First, from the Associated Press:

"Rouland contends the 2007 number would have been higher if not for the
emergence of a black market that will pay up to $100,000 to computer
whizzes who find such threats and sell the information to criminal
gangs eager to exploit them."

This quote references the X-force report I mentioned in an earlier post – you know, the one where people are really concerned that vulnerabilities are decreasing.

Second, from a private mailing list:

"I’d bet that most skilled researchers have a number of vulns that they know
of that are just lying around, where they didn’t have the time or inclination
to publish. Maybe they *know* an overflow is exploitable, but haven’t put in
the 20 hours to prove it; maybe they don’t want to deal with the hours/days
of labor it takes to disclose it responsibly; etc. Since we’re on the back of
the envelope – conservatively, I’d say that each skilled researcher would
have a minimum of 5 issues that are just lying around that are not likely
to get published. So, we’re talking hundreds or thousands."

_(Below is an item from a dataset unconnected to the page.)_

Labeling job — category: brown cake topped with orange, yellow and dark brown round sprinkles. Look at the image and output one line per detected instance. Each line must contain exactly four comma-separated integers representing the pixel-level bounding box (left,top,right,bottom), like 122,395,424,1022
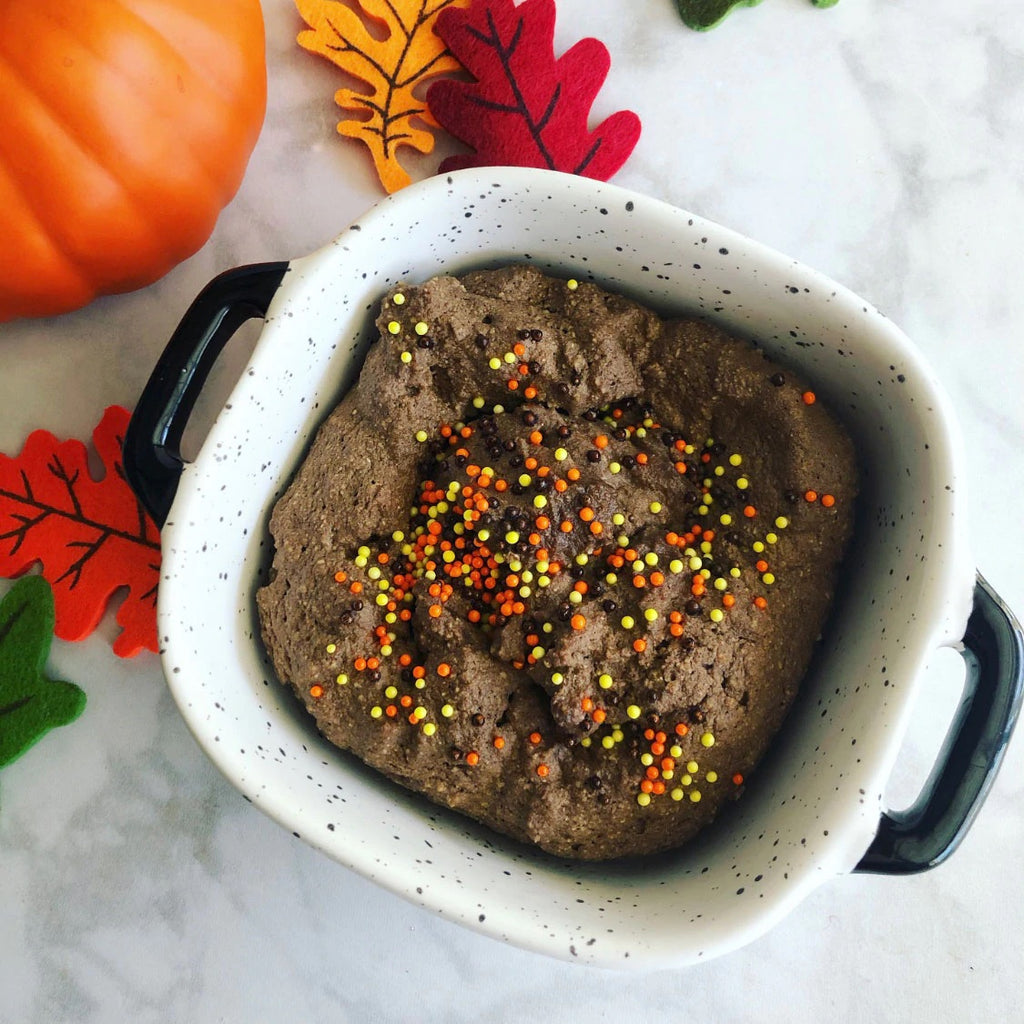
258,266,856,859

Hmmm, well $500k sure isn’t chump change to me, and I suspect that would be true of many bugfinders. So, we have (potential) sellers with $500k of unrecognized income available to them, and buyers with a plentiful supply of vulnerabilities paying as if they are scarce.

I think this variance may be evidence of another thing as well – it is common for people to suggest that one reason to find bugs is that it is just as easy as the bad guys to find them. Keeping aside the fact that this argument is bogus to begin with (rediscovery rates are 7% at best), if these two perspectives really are rational, then it illustrates the disparity in the bad guy’s ability to find vulnerabilities, and is perhaps a credit to every legitimate bugfinder who keeps his vulns secret.

To heck with gaming the numbers, it is great fun to watch people gaming the analysis (me included? feel free to clue me in where I am wrong…).